I thought it was: Springbank 13yo Refill Burgundy
What it actually is: Kilkerran 13 yo Fresh Sherry 54.6%

Score: 8.5

As for the Longrow, reading back the notes, I am not sure how I thought this was a red wine cask-aged whisky. The notes are those of great Sherry ageing, and it is pure elegance. As a Kilkerran fan, I have to grin at how good this is.

As is often the case, I managed to embarrass myself in a blind tasting, getting only two right out of four. But that does not take away in any way from the key question I wanted to answer today:

Do cage bottles deserve the FOMO and the secondary price?

Maybe and no. The “no” to secondary prices is the easiest one to explain. The pure fact that a whisky is bottled as a Springbank cage bottle does not mean it is a great whisky. The range of scores for these six drams is the perfect example. They can be wonderful, but they can also leave you wanting. I doubt Gian and Teresa knew I would be using those six precious samples to assess FOMO when they handed me that bag. But I am sure they knew it would be a special experience. All six were worth an evening of whisky fun.

And yet, I would be very disappointed to pay upwards of £300 for all of these on secondary, frankly, even for my two favourites in the flight. There is so much great whisky out there at a third or half of those prices – don’t let the scarcity and hype fool you. Do yourself and every other whisky fan a favour and let those flippers sit on their overpriced bottles until prices become reasonable – anything more than a 20-30% premium on the original price is not worth it.

Does that mean the FOMO is unjustified? Depends. If you are a true card-carrying Springbank fan, the cage bottles are the closest you will get to trying unique takes on your favourite distillery. And I get the FOMO in that case.

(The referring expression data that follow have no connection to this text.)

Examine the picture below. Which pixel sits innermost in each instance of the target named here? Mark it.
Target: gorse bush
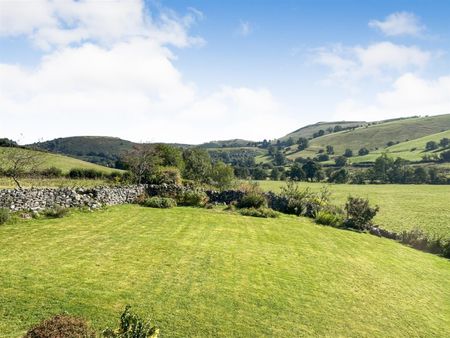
(359, 213)
(192, 198)
(159, 202)
(61, 326)
(259, 212)
(4, 215)
(132, 326)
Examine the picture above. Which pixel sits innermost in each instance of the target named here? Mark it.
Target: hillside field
(203, 273)
(402, 207)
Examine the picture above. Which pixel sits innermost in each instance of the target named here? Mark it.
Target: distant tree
(363, 151)
(340, 161)
(302, 143)
(444, 142)
(431, 145)
(348, 153)
(330, 150)
(296, 173)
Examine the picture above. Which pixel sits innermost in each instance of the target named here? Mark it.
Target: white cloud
(245, 28)
(379, 60)
(120, 82)
(409, 95)
(400, 23)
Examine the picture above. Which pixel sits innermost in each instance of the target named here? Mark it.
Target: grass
(59, 161)
(204, 273)
(402, 207)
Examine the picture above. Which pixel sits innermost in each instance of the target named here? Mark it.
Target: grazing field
(204, 273)
(402, 207)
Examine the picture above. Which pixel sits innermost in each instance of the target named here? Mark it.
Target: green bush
(55, 212)
(192, 198)
(61, 326)
(259, 212)
(359, 213)
(326, 217)
(132, 326)
(159, 202)
(4, 215)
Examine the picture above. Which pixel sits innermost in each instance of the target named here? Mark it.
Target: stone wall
(36, 199)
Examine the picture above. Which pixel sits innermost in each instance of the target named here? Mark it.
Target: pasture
(203, 273)
(402, 207)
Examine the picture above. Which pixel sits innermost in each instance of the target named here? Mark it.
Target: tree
(330, 150)
(340, 161)
(363, 151)
(302, 143)
(197, 164)
(431, 145)
(312, 170)
(348, 152)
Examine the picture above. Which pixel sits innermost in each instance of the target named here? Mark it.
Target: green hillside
(48, 160)
(96, 149)
(208, 273)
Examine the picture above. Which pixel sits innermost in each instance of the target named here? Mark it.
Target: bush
(55, 212)
(259, 212)
(359, 213)
(192, 198)
(159, 202)
(132, 326)
(330, 218)
(61, 326)
(4, 215)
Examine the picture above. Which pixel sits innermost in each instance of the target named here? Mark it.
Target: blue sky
(193, 71)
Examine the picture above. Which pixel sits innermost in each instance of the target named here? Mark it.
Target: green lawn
(204, 273)
(402, 207)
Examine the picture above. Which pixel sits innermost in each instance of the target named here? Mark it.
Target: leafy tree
(330, 150)
(348, 152)
(302, 143)
(340, 161)
(197, 164)
(431, 145)
(363, 151)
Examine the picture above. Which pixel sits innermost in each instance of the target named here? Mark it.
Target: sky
(196, 71)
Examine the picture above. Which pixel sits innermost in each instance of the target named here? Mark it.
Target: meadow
(203, 273)
(402, 207)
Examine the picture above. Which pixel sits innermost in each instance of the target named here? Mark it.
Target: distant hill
(101, 150)
(64, 163)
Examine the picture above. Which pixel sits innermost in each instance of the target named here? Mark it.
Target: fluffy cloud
(409, 95)
(379, 60)
(401, 23)
(112, 73)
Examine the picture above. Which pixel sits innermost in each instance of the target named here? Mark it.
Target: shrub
(192, 198)
(159, 202)
(61, 326)
(132, 326)
(4, 215)
(55, 212)
(330, 218)
(259, 212)
(359, 213)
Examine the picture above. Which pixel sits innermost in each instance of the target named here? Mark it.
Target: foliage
(159, 202)
(61, 326)
(359, 213)
(262, 212)
(132, 325)
(192, 198)
(4, 215)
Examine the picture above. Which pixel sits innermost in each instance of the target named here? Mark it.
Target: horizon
(194, 71)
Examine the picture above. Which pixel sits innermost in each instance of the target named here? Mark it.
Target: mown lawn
(207, 273)
(402, 207)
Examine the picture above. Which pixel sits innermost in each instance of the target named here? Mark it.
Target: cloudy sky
(193, 71)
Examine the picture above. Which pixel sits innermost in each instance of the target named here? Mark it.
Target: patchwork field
(402, 207)
(203, 273)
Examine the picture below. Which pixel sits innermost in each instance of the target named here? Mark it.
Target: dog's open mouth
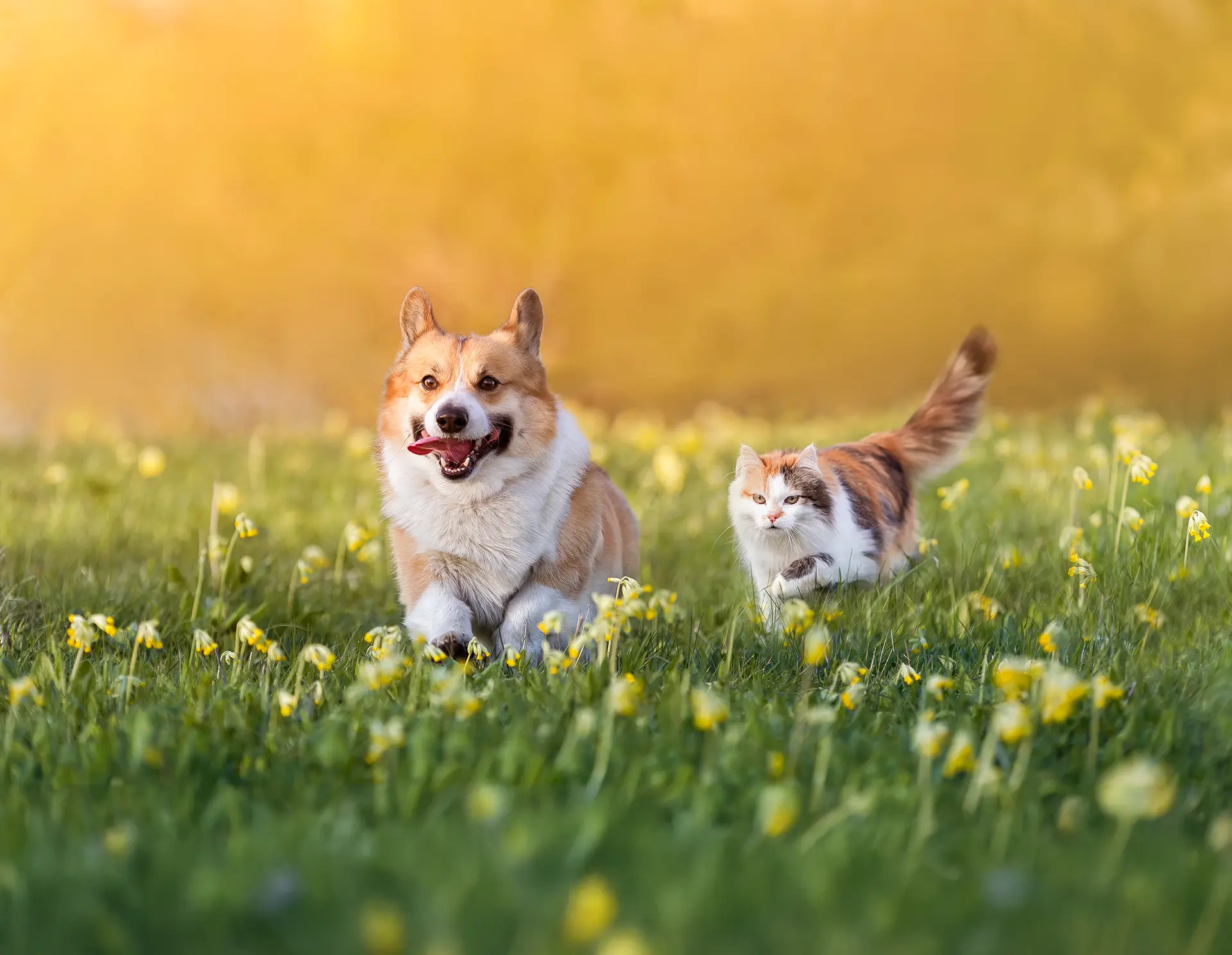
(456, 458)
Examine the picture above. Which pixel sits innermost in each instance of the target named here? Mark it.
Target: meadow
(215, 737)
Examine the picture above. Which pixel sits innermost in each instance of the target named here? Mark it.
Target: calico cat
(809, 519)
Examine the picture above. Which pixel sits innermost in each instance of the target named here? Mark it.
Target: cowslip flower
(817, 646)
(81, 632)
(778, 809)
(1083, 570)
(796, 616)
(1061, 689)
(937, 684)
(148, 635)
(1047, 640)
(1141, 469)
(1138, 789)
(961, 757)
(589, 911)
(24, 688)
(244, 526)
(151, 462)
(708, 709)
(929, 736)
(320, 656)
(384, 737)
(203, 644)
(287, 703)
(1103, 691)
(625, 694)
(853, 695)
(248, 632)
(1012, 721)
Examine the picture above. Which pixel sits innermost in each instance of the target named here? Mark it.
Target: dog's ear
(525, 324)
(416, 317)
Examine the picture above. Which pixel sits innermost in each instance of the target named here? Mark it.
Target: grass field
(158, 799)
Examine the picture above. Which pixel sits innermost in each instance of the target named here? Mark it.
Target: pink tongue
(452, 451)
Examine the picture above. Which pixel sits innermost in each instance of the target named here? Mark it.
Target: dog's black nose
(451, 420)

The other exception where FOMO is justified is for those travelling to Campbeltown for whisky: take the chance and try to grab one. Waking up early and standing in line for a while is a memory that will make that bottle even more special. Plus, there is a good chance you’ll meet new whisky friends in that queue. But if you grab one, please open it and share it with a whisky friend at home who may not be lucky enough to visit the Wee Toon. Spread that generosity… It’s what makes this community special.